That’s what I was there for. A lot of people don’t want to hear that, but it’s the honest truth. So, yes, for instance, I would try to injure you if that was the difference between winning and losing a hockey game. I’d do whatever was asked of me. And I can tell you that, yes, coaches do actually sometimes tap you on the back and tell you to get out there on the ice and fight. Whether you want to believe it or not, it happens.
And I was always game — right there at a moment’s notice, ready to oblige.
I’d to it for my team, and, as weird as it sounds, for … the game. Because as best I could tell, being tough, and one guy knocking the snot out of another guy, and showing no mercy, well … those things had always been part of our sport.
I had it in my head that there was a specific way that hockey needed to be played. And there was a level honor to it, a certain pride that came along with kicking some ass.
Charles Krupa/AP Images
I didn’t enjoy it, though. That’s for sure.

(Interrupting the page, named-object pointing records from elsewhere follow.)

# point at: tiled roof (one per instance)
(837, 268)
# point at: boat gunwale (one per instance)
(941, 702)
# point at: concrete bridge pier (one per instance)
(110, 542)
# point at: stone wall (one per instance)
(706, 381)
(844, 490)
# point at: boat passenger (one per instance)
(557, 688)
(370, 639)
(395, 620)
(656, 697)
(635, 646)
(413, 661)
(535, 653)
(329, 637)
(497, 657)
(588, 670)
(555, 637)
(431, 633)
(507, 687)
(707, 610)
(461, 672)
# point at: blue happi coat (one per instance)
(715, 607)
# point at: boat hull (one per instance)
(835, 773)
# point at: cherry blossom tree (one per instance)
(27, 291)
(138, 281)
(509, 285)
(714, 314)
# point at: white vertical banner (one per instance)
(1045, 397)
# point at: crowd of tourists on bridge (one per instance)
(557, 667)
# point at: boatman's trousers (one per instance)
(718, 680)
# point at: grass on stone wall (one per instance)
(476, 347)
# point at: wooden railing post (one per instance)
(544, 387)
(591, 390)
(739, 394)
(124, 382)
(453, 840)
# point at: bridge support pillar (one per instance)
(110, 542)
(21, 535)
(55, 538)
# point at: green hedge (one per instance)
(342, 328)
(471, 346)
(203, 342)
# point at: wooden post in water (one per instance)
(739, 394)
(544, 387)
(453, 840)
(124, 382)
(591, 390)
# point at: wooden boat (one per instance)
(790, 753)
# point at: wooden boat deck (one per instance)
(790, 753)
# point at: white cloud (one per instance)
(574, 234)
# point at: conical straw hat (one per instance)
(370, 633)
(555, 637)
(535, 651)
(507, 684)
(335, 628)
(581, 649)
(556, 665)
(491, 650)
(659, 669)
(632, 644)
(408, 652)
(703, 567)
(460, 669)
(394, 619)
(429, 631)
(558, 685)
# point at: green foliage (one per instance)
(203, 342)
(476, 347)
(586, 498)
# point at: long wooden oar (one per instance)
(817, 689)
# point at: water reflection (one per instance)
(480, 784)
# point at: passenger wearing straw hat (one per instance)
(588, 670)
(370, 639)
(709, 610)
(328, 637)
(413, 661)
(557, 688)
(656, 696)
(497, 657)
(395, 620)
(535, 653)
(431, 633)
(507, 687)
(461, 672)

It’s what I did, and it paid the bills and allowed me to support my family. But I never loved it.
In truth, I absolutely hated to fight. I was scared to death of fighting. But what are you supposed to do when that’s your meal ticket, you know?
When you get paid to rough people up on the ice, and you’ve never really done anything for a living but play hockey … you don’t have all that much choice but to go out there and you do your job — no matter how afraid you are. But it definitely wasn’t easy for me.
On the nights before we played, I wouldn’t be able to get any rest. I’d be lying on a bed in a hotel room in Buffalo or Calgary or wherever, just kind of nervous and on edge … worried about what was going to happen to me out on the ice the next day.
Sleep? For me? That’s what sleeping pills were for.
And by the time the game rolled around, I’d usually be a total mess on the inside. My approach was always to pick fights with guys who were bigger than me, because I felt like in those cases I’d have nothing to lose. My thinking was, If I get lucky and win one … I look good. And if I get my ass kicked, I still look good because I’m the smaller guy — the underdog punching up.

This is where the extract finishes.